# High schoolers drafted by NBA can play in college



## Charlotte_______ (May 18, 2003)

> Keeping NCAA eligibility possible
> 
> Rule: High schoolers drafted by NBA can play in college
> 
> ...


It doesn't look as if Charlotte wants a HS player. With this I think are options should be, 

1. Luol Deng
2. Devin Harris
3. Andre Iguodala


----------



## gobobcats04 (May 14, 2004)

*posting at the Charlotte.com's boards...*

thanks for posting your link to this site over at the Charlotte.com 
"Charlotte Bobcats" board. This is a great site, and I wouldn't have found it had you not of mentioned it over there. Anyways, thanx for mentioning it and Go Bobcats!


----------



## Charlotte_______ (May 18, 2003)

Thank you and welcome, the more the better.
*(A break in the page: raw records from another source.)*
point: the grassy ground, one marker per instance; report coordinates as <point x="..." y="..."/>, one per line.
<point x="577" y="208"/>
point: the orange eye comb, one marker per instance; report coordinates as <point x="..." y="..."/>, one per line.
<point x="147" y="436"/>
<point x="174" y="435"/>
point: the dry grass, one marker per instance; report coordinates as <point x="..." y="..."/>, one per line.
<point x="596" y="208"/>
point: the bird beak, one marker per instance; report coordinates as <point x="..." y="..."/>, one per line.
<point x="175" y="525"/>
If there is anyone else you know who would be interested in joining send them over. Go Bobcats! Hey who do you have the Bobcats taking for the 4th pick?


----------



## Nimreitz (May 13, 2003)

A first round pick delays his rookie contract by going to college. I don't think we'll ever see a player declare for the draft, get drafted, and then go to college. At least not anymore.
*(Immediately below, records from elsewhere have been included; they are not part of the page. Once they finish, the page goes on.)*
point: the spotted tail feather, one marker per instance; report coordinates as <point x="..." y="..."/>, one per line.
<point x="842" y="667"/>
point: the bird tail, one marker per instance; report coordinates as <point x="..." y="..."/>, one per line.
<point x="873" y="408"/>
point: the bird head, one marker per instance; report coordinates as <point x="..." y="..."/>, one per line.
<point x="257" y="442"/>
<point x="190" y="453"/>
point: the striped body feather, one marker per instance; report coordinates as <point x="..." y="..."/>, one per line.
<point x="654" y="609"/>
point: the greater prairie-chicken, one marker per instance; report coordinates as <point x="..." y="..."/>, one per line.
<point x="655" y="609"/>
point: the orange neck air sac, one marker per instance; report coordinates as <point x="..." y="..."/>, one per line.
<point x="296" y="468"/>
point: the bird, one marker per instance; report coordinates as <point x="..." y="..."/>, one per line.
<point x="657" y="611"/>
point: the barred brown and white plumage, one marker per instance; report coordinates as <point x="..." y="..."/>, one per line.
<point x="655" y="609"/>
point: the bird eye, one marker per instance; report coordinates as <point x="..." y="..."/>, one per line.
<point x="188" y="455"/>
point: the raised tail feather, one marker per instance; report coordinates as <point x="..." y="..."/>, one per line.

I think Larry Legend did it.


----------



## gobobcats04 (May 14, 2004)

Personally, I believe they will draft Deng (if available). Bickerstaff was quoted last week in an article by the Charlotte Observer's Rick Bonnel as saying that they WOULD NOT be considering drafting a HS'er with their #4 pick. So, I can rule out Shaun Livingston and J.R. Smith. Then, you have Okafor and Howard making up the top 2 picks. So, that leaves for a #3 and #4. Out of all of the other potential draftees, I like Deng the best....so, I always say that they will draft Deng as more of a hopeful statement than anything else.....


----------